Con cuarenta y siete años, el nuevo mundo en la cabeza y el adiós de la mujer que me creyó en la crisis de la mediana edad, me sentí listo para escribir ya no mi obra maestra, sino la primera en publicarse. Si se trataba de superficialidad, yo sería Paris Hilton en charlas con su peluquero. Un mes más tarde, puse fin a las ochenta páginas que me produjeron risa pero también respeto. Aquella novelita era flaca, caótica y audaz como son las niñas hoy. Pero en sus genes había años de guerra, miseria y heroísmo: sus abuelos se habían calcinado en la Guerra Fría, y sus bisabuelos, despedazado en El Alamein, el Pacífico y Stalingrado. Aquella novelita tenía un sabor y un olor como de chicle, y al mirar las anteriores, me pareció que murmuraban una máxima de Borges: «Que el cielo exista aunque nuestro lugar sea el infierno». La envié a una editora, una exmodelo con voz de seda, que jamás me respondió.
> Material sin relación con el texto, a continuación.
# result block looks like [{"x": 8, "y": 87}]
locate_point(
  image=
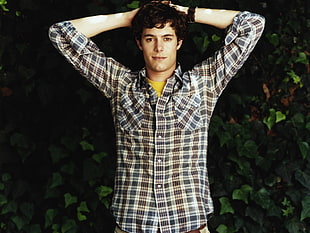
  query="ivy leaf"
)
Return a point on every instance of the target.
[
  {"x": 20, "y": 221},
  {"x": 242, "y": 193},
  {"x": 305, "y": 213},
  {"x": 99, "y": 157},
  {"x": 273, "y": 39},
  {"x": 69, "y": 226},
  {"x": 10, "y": 207},
  {"x": 87, "y": 146},
  {"x": 27, "y": 209},
  {"x": 56, "y": 180},
  {"x": 82, "y": 208},
  {"x": 304, "y": 149},
  {"x": 69, "y": 199},
  {"x": 3, "y": 199},
  {"x": 226, "y": 206},
  {"x": 50, "y": 214},
  {"x": 303, "y": 178}
]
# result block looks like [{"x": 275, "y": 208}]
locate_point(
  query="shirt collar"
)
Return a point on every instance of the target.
[{"x": 142, "y": 75}]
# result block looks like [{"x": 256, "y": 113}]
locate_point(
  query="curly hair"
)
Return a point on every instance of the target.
[{"x": 157, "y": 14}]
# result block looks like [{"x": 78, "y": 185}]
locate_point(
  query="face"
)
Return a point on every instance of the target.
[{"x": 159, "y": 47}]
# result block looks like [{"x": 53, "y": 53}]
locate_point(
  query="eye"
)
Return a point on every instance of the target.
[{"x": 167, "y": 39}]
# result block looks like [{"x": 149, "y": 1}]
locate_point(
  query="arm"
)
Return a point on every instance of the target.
[
  {"x": 93, "y": 25},
  {"x": 214, "y": 17},
  {"x": 71, "y": 38}
]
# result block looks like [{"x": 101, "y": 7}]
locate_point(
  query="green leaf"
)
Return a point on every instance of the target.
[
  {"x": 69, "y": 226},
  {"x": 280, "y": 116},
  {"x": 69, "y": 199},
  {"x": 20, "y": 221},
  {"x": 302, "y": 58},
  {"x": 10, "y": 207},
  {"x": 3, "y": 199},
  {"x": 262, "y": 198},
  {"x": 225, "y": 206},
  {"x": 6, "y": 177},
  {"x": 249, "y": 149},
  {"x": 242, "y": 193},
  {"x": 82, "y": 208},
  {"x": 304, "y": 149},
  {"x": 35, "y": 228},
  {"x": 273, "y": 39},
  {"x": 50, "y": 215},
  {"x": 298, "y": 120},
  {"x": 99, "y": 156},
  {"x": 56, "y": 180},
  {"x": 222, "y": 228},
  {"x": 303, "y": 178},
  {"x": 57, "y": 153},
  {"x": 270, "y": 120},
  {"x": 87, "y": 146},
  {"x": 27, "y": 209},
  {"x": 305, "y": 213},
  {"x": 103, "y": 191}
]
Entonces me di a escribir libros de español para bachillerato, volví al oficio de corrector de pruebas y retomé mis lecciones de literatura a damas ricas. Dos años después, cuando volvía de Nueva York, de la boda de mi hija menor, vi en el avión a la editora. Al reconocerme, hizo arreglos para sentarse junto a mí. Se sentía apenada, así que evité preguntar por mi novela. Eso acabó de avergonzarla.

—Perdóneme —dijo—. Pero la verdad, nunca supe cómo responderle… Pensé que buscaría otra editorial. O que quizás la pondría en Internet, en uno de esos blogs…

—Y ¿usted por qué no la publicó? —pregunté.